Abstract
The interactions between humans and their environment, comprising living and non-living entities, can be studied via Social Network Analysis (SNA). Node classification, as well as community detection tasks, are still open research problems in SNA. Hence, SNA has become an interesting and appealing domain in Artificial Intelligence (AI) research. Immanent facts about social network structures can be effectively harnessed for training AI models in a bid to solve node classification and community detection problems in SNA. Hence, crucial aspects such as the individual attributes of spatial social actors, and the underlying patterns of relationship binding these social actors must be taken into consideration in the course of analyzing the social network. These factors determine the nature and dynamics of a given social network. In this paper, we have proposed a unique framework, Representation Learning via Knowledge-Graph Embeddings and ConvNet (RLVECN), for studying and extracting meaningful facts from social network structures to aid in node classification as well as community detection tasks. Our proposition utilizes an edge sampling approach for exploiting features of the social graph, via learning the context of each actor with respect to neighboring actors/nodes, with the goal of generating vector-space embedding per actor. Successively, these relatively low-dimensional vector embeddings are fed as input features to a downstream classifier for classification tasks about the social graph/network. Herein RLVECN has been trained, tested, and evaluated on real-world social networks.

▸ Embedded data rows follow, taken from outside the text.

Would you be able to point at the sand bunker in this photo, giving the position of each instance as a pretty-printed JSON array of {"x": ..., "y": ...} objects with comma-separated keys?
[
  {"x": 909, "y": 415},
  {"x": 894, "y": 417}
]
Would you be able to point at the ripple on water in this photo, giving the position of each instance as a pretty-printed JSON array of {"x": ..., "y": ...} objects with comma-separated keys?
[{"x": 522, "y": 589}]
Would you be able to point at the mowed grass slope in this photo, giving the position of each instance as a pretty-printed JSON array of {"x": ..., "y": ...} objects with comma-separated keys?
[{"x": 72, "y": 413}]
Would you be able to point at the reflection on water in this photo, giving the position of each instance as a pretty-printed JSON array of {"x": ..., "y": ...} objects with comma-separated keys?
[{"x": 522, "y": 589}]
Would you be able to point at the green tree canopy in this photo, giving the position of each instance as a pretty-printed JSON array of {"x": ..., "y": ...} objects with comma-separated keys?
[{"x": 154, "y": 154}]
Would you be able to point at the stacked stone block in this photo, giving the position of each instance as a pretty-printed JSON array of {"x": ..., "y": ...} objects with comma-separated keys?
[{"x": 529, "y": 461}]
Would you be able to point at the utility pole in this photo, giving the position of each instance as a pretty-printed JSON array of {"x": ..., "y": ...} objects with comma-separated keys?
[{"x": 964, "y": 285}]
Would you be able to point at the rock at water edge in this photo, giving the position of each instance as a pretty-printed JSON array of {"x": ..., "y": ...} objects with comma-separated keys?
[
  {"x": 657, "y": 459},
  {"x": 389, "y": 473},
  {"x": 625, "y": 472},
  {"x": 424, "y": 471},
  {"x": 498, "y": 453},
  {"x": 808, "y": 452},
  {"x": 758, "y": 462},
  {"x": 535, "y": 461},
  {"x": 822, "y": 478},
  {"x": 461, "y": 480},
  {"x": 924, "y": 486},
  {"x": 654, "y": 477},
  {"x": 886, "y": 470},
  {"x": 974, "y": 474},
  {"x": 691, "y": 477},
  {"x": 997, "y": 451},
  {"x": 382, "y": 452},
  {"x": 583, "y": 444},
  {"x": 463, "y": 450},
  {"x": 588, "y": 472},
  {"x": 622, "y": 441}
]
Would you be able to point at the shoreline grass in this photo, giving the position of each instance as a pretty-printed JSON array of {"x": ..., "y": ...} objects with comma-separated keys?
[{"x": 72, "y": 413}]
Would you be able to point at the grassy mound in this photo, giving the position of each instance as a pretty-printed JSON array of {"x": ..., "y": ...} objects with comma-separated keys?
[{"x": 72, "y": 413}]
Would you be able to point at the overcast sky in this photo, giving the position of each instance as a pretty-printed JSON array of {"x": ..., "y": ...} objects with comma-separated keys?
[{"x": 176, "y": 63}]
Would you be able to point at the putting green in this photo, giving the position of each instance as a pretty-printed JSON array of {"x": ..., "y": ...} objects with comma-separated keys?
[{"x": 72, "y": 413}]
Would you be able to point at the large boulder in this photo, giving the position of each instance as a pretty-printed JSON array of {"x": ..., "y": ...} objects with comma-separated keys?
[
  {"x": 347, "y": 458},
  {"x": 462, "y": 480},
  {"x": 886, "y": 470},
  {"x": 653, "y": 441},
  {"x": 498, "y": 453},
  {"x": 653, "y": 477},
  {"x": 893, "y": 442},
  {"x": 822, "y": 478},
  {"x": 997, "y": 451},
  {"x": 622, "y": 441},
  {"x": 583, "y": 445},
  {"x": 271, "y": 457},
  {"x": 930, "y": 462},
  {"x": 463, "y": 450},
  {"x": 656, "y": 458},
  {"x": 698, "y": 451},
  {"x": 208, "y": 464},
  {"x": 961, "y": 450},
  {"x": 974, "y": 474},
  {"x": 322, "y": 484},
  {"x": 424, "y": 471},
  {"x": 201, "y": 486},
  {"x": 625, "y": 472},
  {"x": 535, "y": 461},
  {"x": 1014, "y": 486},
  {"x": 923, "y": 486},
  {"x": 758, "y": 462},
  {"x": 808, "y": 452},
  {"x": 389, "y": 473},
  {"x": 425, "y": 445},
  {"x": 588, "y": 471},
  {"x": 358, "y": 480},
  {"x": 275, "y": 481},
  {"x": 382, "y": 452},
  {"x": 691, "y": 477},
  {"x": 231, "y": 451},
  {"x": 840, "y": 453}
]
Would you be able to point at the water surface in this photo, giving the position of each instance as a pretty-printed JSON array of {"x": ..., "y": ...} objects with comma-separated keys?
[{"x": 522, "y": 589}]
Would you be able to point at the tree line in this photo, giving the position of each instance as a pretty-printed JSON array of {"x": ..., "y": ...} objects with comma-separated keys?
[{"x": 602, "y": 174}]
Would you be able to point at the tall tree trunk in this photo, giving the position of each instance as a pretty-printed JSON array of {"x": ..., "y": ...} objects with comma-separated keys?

This research was supported by International Business Machines (IBM) and Compute Canada (SHARCNET).
You have full access to this open access chapter, Download conference paper PDF
Similar content being viewed by others
Keywords
- Node classification
- Feature learning
- Feature extraction
- Dimensionality reduction
- Semi-supervised learning
1 Introduction and Related Literature
Humans inhabit in a planet comprised of several systems and ecosystems; and interaction is a natural phenomenon and characteristic obtainable in any given system or ecosystem. Thus, relationships between constituent entities in a given system/ecosystem is a strategy for survival and essentiality for the sustenance of a given system/ecosystem. Owing to the recent AI advances, these real-world complex systems and ecosystems can be effectively modelled as social network structures for analysis. Social network graphs [22] are intricate structures which present analytical challenges to Machine Learning (ML) and Deep Learning (DL) models because of their dynamic nature, complex links, and occasionally massive size. In this regard, we have proposed a new hybrid and DL-based model (RLVECN) based on an iterative learning approach [1] for solving (node) classification as well as clustering problems in SNA via an edge sampling strategy.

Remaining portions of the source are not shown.